Nitrogen that is quickly converted from urea fertizlier into nitrate is lost by leaching through soil into water. Studies on the intensive wheat/rice double crop cycle followed in the Taihu region show that alternating wheat and waterlogged rice leads to an accumulation of nitrate after the wheat season. However, flooded rice fields in the following season results in much of the nitrate being lost by leaching. (Ju et al 2009) Farmers in the Tai Lake region also tend to use more fertilizer during the wheat season than wheat farmers in northern China, but result in lower grain yields. A possible explanation is that Tai Lake region farmers try to use increased amounts of fertilizer to compensate for poorer wheat cultivation conditions.
Much of the problem of nitrogen leaching lies in agricultural practices . One- poor wheat-growing conditions in the Lake Tai region lead farmers to overuse fertilizers (with little to no effectiveness achieved in crop gain) during the wheat season, and two- the traditional use of flooded rice paddies promotes nitrogen leaching. We can see here that one aspect of the problem is psychological: with farmers holding to the belief that increasing inorganic fertilizer use will lead to increased crop yields. The other aspect is technical.

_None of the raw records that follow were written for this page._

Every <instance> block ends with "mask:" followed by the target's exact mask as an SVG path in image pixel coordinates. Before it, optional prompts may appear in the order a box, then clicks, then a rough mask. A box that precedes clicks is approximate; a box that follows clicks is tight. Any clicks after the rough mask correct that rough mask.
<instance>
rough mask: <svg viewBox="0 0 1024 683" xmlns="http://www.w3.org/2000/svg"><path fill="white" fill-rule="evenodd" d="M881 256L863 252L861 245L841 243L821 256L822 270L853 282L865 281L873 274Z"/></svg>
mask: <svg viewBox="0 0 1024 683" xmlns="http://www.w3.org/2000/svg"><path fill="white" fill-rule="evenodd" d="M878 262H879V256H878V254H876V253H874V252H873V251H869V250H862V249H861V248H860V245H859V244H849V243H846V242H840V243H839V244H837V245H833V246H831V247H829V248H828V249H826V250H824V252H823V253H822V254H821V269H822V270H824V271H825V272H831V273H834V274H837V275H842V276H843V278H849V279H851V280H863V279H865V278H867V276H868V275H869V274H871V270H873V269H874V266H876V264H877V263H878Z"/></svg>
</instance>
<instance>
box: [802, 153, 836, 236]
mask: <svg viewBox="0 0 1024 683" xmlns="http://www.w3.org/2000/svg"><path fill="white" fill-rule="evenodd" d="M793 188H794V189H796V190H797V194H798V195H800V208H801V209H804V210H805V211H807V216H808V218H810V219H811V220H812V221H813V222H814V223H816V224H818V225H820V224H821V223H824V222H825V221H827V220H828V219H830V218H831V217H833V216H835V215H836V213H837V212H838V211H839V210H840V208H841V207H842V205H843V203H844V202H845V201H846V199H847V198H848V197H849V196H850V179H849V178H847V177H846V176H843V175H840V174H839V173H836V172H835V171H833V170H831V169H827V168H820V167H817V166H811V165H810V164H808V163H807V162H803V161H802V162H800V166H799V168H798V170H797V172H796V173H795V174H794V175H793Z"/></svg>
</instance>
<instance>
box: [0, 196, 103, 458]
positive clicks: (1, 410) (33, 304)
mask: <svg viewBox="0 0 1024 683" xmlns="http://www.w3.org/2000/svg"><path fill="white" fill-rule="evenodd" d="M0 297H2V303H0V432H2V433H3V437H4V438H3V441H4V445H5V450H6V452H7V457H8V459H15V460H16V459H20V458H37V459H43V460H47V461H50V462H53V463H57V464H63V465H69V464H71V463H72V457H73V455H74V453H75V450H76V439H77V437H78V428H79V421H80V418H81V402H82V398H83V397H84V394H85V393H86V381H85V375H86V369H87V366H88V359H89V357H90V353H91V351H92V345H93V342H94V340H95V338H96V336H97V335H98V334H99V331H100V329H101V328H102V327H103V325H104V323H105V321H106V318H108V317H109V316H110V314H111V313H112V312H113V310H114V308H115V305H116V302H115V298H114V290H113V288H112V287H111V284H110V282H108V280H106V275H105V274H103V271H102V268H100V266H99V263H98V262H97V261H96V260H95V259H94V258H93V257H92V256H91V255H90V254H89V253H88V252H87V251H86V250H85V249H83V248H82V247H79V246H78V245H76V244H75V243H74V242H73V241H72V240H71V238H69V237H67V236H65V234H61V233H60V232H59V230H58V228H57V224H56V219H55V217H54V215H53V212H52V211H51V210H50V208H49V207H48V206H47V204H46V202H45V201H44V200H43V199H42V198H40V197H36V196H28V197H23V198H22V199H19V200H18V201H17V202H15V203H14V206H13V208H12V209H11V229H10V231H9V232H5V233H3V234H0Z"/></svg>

The System of Rice Intensification (SRI), developed in 1983 by Henri de Laulanie, a French agricultural practioner living in Madagascar, is one method that has been utilized worldwide to increase rice yields with fewer water and fertilizer inputs. One key aspect to SRI is that, unlike traditional rice cultivation methods, rice plants are not kept under waterlogged conditions, but instead, rotated between wet and dry conditions. Alternating between wet and dry causes cracking of the earth, promoting aeration of the soil, increased root growth, and slower leaching of nitrogen from the topsoil. The wider root systems of each individual rice plant is then able to take up more of the applied nutrients (nitrogen) from the soil, resulting in healthier plants with more tillers, and better yields. In Sichuan Province, farmers have achieved 40% greater yields using SRI, with less water and nutrient inputs.
However, as China has a rice cultivation history that spans thousands of years, urging farmers to change their flooding methods will continue to be a difficult task. This, coupled with the relatively recent introduction of inorganic fertilizers and their overuse will probably be the biggest challenge in reducing the contribution of agricultural sources of nitrogen to water deterioration in the Tai Lake region. Experts (Want et al 2006, Richter et al 2000) have recognized the need to the economic “internalization of environmental externality”, calling for measures such as the removal of government subsidies on agricultural fertilizers (reducing over application of nitrogen to fields) and improvements on water pricing and water rights legislation (reducing unneeded water usage by adjusting prices to reflect the costs of using the resource and reflecting the needs of water quality improvements).
Richter, et al. 2000. “The N-Cycle as determined by intensive agriculture– examples from central Europe and China” Nutrient Cycling in Agroecosystems.
Wang, et al. 2006. “Toward Integrated Environmental Management for Challenges in Water Environmental Protection of Lake Taihu Basin in China”. Environmental Management.